The 3-point specialist found a rhythm for the Lions by the end of his freshman year, starting 10 games and knocking down 53 shots from beyond the arc. While the Lions limped to just one Big Ten win, Morrissey at least entered the 2005-06 campaign with as much personal confidence in his game as ever.

Then came a reality check in the form of new knee troubles.

"I really was confident about what I was going to be able to do that year, and then I guess fate would have it, I got injured," he said. "It hasn't been the same since. I haven't played as well as I thought I could've played. And maybe I can blame that partly on my injuries."

The history of injuries has led to all the time spent stretching, rehabbing and what he calls "prehabbing."

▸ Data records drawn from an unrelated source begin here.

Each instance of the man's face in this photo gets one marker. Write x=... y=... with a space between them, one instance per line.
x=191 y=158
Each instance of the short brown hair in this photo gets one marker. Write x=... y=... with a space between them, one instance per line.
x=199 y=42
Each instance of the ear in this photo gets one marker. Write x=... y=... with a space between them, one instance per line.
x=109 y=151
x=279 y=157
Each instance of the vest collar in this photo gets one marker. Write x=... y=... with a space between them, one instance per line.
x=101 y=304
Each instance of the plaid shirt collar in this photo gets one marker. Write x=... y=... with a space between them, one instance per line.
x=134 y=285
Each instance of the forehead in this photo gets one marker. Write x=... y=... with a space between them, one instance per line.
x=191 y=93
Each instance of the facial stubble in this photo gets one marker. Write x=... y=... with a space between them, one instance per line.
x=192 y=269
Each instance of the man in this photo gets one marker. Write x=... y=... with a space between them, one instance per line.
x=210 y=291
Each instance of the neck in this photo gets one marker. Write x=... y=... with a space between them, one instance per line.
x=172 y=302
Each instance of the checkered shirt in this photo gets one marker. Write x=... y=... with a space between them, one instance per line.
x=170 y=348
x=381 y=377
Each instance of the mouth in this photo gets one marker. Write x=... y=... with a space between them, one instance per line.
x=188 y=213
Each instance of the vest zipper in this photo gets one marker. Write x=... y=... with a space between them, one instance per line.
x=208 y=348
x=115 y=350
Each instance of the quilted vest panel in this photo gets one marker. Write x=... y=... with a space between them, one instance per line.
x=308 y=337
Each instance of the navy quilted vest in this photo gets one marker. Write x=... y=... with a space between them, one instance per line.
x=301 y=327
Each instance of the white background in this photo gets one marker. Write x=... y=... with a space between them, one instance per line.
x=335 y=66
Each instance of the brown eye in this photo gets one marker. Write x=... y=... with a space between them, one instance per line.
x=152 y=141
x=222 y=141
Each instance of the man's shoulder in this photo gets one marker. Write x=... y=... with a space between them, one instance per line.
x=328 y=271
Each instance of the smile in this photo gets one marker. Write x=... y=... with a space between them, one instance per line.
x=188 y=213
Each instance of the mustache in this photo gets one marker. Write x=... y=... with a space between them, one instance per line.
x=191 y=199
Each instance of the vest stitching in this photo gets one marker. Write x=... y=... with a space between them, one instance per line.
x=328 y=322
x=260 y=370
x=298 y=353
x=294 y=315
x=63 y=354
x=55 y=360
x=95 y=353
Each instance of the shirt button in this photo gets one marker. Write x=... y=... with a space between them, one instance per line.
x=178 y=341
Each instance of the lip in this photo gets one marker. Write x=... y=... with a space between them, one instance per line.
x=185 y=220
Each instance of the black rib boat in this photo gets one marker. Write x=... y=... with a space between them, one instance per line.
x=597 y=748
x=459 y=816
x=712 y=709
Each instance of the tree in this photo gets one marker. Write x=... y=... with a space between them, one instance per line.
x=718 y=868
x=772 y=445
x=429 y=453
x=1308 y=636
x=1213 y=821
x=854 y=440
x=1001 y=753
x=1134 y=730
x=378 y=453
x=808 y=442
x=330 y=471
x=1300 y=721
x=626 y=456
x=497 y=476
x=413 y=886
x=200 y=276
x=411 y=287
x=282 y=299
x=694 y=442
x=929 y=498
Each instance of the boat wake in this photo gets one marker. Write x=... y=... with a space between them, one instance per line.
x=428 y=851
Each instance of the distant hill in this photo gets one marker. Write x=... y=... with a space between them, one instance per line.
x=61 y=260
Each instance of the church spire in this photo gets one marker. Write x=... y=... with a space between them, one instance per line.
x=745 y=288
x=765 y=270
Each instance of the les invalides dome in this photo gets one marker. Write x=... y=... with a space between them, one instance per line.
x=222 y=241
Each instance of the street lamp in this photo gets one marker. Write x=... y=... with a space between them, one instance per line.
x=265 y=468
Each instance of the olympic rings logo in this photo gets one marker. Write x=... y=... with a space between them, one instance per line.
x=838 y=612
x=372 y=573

Through all the trouble, Morrissey says he wouldn't change anything about his career because he's happy with his development as a person to where he is today -- a finance graduate working on a second degree, as well as a contributor to a 20-win team.

"It's easy to succeed and learn from doing that," he says. "But when you fail, that's when you really grow up."

***

When chatting with freshman guard Chris Babb recently, Morrissey came to an odd realization.

"I already knew how to read before he was born."

Morrissey is 5 years, 3 months and 13 days older than Babb.

And he's 2 years, 4 months and 4 days older than Stanley Pringle, the team's second-oldest player.

With the age difference comes jokes from teammates and roommates Jeff Brooks, D.J. Jackson and Andrew Jones, who like to call him "Uncle D-Mo" and the "grandpa of the house."

But his age and experience with so many ups and downs have molded him into a sort of player-coach.

"For me, D-Mo has been more of a coach than anything, with him being the older guy on the team," Brooks said. "He's been through a lot at Penn State. So to me, he's a very insightful player on this team, and I love to play with him."

Morrissey shares captain duties with Jamelle Cornley and Talor Battle, and even Cornley -- the team's clear vocal leader -- has relied on Morrissey to keep him in check.

"Danny has helped me in so many ways that I don't think a lot of people know, because he's the one who has mellowed me out whenever I needed advice," Cornley said. "That's what I try to do is take some of the stuff that he looks at and incorporate that in my own demeanor and then pass it down to some else.

"He doesn't say a whole lot, but he says enough."

***

Tonight, Morrissey makes his final appearance at the Jordan Center, barring a home game in the NIT.

He now sits third on Penn State's all-time 3-pointer list, passing Titus Ivory in last week's loss at Ohio State. With his knees acting up in a road game with Purdue and production dropping off this season, his numbers more resemble the start of his career than progress.

But for Morrissey, who plans to give basketball a shot in Europe before going back to school to get his advanced degree in business, one thing could wipe away any personal struggles: an NCAA tournament trip.

"It would make all of those years just kind of disappear," he says. "All of the 1-and-whatever, 15, we went that season in the Big Ten and seven wins, it would make all that just not mean anything. It would make my career."

The Lions aren't there yet, but the goal is within reach.

And just maybe, all the ups and downs will pay off, and "Uncle D-Mo" will see his dream realized.

"You're gonna have ups and downs in your life, and you gotta take the good with the bad because you can't have the good without the bad," he says.

"I would've loved to have been able to make the tournament every year, but then it wouldn't be as special to me if we make it this year. My last, senior year."